‘Hey Tony, do you want a Hand?’

February 3rd, 2007

Giants 1, Phoenix 2 

Those where the mocking yet fateful words of one fan bellowing above the silent Odyssey crowd as Tony Hand controlled the puck along the half boards on a Manchester powerplay.  Before anyone had the chance to laugh or indeed cringe at the inevitable, the inevitable happened.  Tony wound up and lazered the puck high into the Giants goal to tie up the game.  He gilded across the ice with his arms in the air and intentionally or not his jersey with the number 9 and the name Hand pointing right across towards the section the now silent fan sat.  It was all going one way from then on in.

The Giants are now 5-6 in their last eleven games with one of them defeats coming in a shootout.  Not quite championship winning material for the team once in complete control of their fate.  Failing to make the playoffs is highly unlikely but the way the team and their confidence has collapsed of late you’ve got to wonder if the title favourites, final four lock in’s are going to salvage anything from this season.

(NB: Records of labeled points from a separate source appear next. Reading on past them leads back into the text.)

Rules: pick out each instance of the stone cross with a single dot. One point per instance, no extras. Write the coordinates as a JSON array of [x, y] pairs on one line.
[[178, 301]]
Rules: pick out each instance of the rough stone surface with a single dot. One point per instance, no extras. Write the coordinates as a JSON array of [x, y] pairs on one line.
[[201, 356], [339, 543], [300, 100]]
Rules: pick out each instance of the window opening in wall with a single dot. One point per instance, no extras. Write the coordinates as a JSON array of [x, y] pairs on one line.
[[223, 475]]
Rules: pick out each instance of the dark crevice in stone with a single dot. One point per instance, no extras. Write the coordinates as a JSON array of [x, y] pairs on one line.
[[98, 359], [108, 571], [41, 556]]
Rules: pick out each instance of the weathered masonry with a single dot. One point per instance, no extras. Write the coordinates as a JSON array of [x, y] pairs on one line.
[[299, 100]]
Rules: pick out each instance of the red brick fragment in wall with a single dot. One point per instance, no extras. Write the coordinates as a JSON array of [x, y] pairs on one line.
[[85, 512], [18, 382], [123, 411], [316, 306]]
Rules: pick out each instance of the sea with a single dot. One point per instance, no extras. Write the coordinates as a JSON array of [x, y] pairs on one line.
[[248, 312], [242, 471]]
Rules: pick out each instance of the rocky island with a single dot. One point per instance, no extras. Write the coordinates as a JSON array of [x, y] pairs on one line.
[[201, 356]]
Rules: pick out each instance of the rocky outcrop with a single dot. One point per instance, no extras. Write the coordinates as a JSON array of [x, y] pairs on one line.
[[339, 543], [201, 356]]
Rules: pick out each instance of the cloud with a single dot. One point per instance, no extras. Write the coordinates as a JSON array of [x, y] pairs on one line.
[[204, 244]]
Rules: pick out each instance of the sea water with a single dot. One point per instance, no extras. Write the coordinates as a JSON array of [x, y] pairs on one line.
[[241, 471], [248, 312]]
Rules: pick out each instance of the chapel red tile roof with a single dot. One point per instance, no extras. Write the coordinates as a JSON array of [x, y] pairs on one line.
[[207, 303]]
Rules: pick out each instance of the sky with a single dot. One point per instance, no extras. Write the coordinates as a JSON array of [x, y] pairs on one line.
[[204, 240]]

After starting the New Year 3-0 Giants fans had good reason to believe the dark days of December where behind them and given Coventry’s brief slip-up, their team where in good shape to roll on and retain their title.  Then came Manchester.  A poor 3-2 defeat on Saturday night was followed up by an embarrassing 2-1 loss last night.  Not embarrassing in the sense that the defeat came to Manchester but embarrassing with regards to some players effort.  They went one up early and all seemed well, but 38 shots later they remained on a total of one goal with the guys who in the first few months where scoring for fun, unable to hit a barn door.  The days when the Giants had four guys in the top five in league scoring and averaging over four goals per game seem a long way away.

One man void of all blame is goalie Mike Minard.  There’s nothing he could do about the result and had no chance on either goal.  When Manchester scored their second and the game winner, Mike proceeded to show his frustration to the team in front of him by throwing his stick at the plexi glass on two occasions before breaking it up.  I feared to see what he would have done had he got his hands on one of the players.  It was no coincidence that Roman Gavalier was the man to go talk to him.

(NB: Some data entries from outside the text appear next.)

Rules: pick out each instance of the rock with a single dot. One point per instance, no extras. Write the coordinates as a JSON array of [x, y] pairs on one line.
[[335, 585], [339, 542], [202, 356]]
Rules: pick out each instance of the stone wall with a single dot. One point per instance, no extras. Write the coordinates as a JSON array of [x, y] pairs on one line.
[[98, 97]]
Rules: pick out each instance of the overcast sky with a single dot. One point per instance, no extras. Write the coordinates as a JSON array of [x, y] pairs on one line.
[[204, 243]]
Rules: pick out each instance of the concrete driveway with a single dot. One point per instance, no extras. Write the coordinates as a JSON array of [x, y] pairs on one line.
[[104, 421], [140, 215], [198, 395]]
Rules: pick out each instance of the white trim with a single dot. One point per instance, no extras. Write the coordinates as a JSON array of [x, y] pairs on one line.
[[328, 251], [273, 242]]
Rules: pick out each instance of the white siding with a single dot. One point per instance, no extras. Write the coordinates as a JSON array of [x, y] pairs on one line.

The forwards looked laboured throughout, it looked like the ten yard dash was an effort and that they had weights in their skates.  One minute someone would step up with an excellent play, the next the same guy would make a blunder turning the puck over.  The defence looked loose at times, Gavalier was on his game as always but with the usually exceptional Morin logging yet another ton of ice time, he struggled for a change.  Kelman and Walton together had it hard and a lack of defensive depth in the team is beginning to show by the game.  Kelman’s form of late has been hard to put a finger on, the offensive defenseman, after averaging over a point per game through the first twenty games has just three in his last fifteen (he managed one helper in last nights contest).  Some are linking the dip in scoring from the blue-line to his announcement of taking over the reigns as GM next season and on a training basis this year.  To be fair to Killer, he’s playing alongside young Graeme Walton, who although having a terrific season by his standards is no Gavalier or Morin and Todd often finds himself covering up for the young Belfast boy.

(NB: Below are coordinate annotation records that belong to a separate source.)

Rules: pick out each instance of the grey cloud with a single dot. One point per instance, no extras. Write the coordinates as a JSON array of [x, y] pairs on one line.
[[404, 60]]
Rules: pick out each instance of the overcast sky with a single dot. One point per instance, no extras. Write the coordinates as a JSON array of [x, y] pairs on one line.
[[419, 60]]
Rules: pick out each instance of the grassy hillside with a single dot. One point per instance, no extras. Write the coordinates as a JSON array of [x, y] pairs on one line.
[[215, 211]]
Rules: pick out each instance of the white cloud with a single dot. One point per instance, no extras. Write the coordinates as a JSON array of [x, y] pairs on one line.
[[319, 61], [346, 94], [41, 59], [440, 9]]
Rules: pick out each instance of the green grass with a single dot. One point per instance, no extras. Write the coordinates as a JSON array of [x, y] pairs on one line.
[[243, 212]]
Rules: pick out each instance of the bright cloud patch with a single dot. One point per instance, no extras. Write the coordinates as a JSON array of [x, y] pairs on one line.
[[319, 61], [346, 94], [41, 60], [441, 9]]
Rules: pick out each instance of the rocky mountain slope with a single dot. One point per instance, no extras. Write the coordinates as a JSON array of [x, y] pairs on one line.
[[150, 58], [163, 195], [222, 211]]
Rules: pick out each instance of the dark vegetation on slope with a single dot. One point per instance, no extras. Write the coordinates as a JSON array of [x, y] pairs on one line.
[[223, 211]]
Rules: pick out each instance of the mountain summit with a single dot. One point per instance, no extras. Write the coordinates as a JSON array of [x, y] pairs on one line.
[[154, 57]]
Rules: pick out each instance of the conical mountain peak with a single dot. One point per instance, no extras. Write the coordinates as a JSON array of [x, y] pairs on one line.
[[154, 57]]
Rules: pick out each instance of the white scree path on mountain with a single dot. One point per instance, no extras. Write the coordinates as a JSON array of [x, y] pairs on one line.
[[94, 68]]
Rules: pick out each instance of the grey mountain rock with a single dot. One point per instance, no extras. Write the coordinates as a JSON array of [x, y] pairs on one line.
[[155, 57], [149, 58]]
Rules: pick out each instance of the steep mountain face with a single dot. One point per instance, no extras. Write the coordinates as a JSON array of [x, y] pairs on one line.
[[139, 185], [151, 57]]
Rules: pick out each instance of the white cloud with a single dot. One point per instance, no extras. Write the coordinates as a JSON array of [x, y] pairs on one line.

Still, it’s in the forward department where the problems really lie of late.

Changes are what the fans are crying out for, but even that mightn’t help at this stage.  Coach Ed Courtenay is fast running out of ideas with his team.  He’s exhausted all avenues, he’s mixed and matched the lines so much that everyone has played with everyone else and yet the scoring rut continues.  No doubt he’s went over and over the powerplay at practice all week yet it continues to struggle.  As for them changes, well where do you start?  In an ideal bad situation you would have three or four players to point the finger to who where dragging the team down but in this case it’s the entire team who are collectively struggling.  Unless you want to hand them all their P45’s with the exception of the ever impressive Roman Gavalier.

Watching last night I convinced myself of one thing - Should George Awada ever leave this team, (and I’m not suggesting he do - he’s had little luck in front of goal this year but continues to work hard for the cause) the ‘C’ should go straight onto the chest of Roman Gavalier.  He may not speak much English, but the sweat he serves up for the cause of the Belfast Giants night in night out speaks volumes that any hockey player or fan understands.

Giants-History.com 3 stars:
1st Star: Roman Gavalier - Skated all night long, worked his ass off.
2nd Star: Mike Minard - The only man who could do nothing about the shambles in front of him.
3rd Star: Curtis Huppe - Grabbed our only goal.  Remains our only in form forward.